Well it’s been a quiet few weeks for the FDIC. Only three banks in the entire country were closed in March, and there hasn’t been a bank in Georgia shut down since February 18th.
Every week that goes by with few closures is good news for banks. I had thought that we’d see well over 150 banks closed in the U.S. this year, but with the first quarter done, only 26 have been closed. (Six of those were in Georgia.) For more on bank failures, check out the FDIC’s Failed Bank List.
For more on the banking crisis in Georgia generally, see this post: Some background on the banking crisis in Georgia.
The slower pace of FDIC closures could mean that the federal agency is purposefully giving struggling institutions the time to ride the wave of an apparently improving economy. Or it might mean that the agency is simply stretched thin and/or can’t find other banks willing to acquire some of those in trouble. Of course, many of the problem banks are under scrutiny because of the real estate bust; since there will be no quick rebound in residential or commercial values, it could be years before some banks get their balance sheets cleaned up.

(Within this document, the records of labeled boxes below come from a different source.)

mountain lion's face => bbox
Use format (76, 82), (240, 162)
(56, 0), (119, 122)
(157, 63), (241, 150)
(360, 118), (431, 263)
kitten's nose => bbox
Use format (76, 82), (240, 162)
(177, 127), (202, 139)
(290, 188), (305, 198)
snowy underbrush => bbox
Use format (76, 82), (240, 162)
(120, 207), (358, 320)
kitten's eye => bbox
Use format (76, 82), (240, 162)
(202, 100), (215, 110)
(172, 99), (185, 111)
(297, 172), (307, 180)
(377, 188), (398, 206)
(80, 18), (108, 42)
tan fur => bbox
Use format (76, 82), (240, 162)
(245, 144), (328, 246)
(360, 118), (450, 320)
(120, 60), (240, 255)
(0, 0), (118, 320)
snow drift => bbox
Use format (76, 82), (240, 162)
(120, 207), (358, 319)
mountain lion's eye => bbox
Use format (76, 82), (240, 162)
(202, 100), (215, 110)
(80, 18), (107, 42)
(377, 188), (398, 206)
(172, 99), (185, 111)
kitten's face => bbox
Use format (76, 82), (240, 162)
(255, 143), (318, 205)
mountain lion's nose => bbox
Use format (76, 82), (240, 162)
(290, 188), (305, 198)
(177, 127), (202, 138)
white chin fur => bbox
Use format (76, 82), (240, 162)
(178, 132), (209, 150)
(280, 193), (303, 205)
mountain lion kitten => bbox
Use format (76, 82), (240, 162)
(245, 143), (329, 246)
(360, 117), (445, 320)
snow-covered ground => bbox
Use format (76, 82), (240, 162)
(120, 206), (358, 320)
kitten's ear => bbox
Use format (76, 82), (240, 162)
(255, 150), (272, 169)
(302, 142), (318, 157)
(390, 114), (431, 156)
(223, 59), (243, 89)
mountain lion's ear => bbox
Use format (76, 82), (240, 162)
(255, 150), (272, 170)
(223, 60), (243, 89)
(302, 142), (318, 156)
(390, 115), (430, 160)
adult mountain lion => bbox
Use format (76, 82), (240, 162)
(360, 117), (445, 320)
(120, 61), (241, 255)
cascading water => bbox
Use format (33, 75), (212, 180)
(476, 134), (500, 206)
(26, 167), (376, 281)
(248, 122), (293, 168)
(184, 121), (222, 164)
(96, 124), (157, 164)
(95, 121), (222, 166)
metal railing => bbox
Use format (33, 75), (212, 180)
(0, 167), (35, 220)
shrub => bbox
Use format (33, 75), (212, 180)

According to the unofficial problem bank list maintained by surferdude808 (based on FDIC releases) and presented by Calculated Risk here, the FDIC has issued some sort of enforcement order against 985 institutions that are still operating, with a total of $431 billion in assets. There are 65 banks in Georgia, about 6.5% of the total, on the list. There are certainly other banks under scrutiny that have not been named in public releases.
Based on trends over the last couple of years, a clear majority of those 65 banks in Georgia will probably fail, but the odds of more surviving improve with each passing week.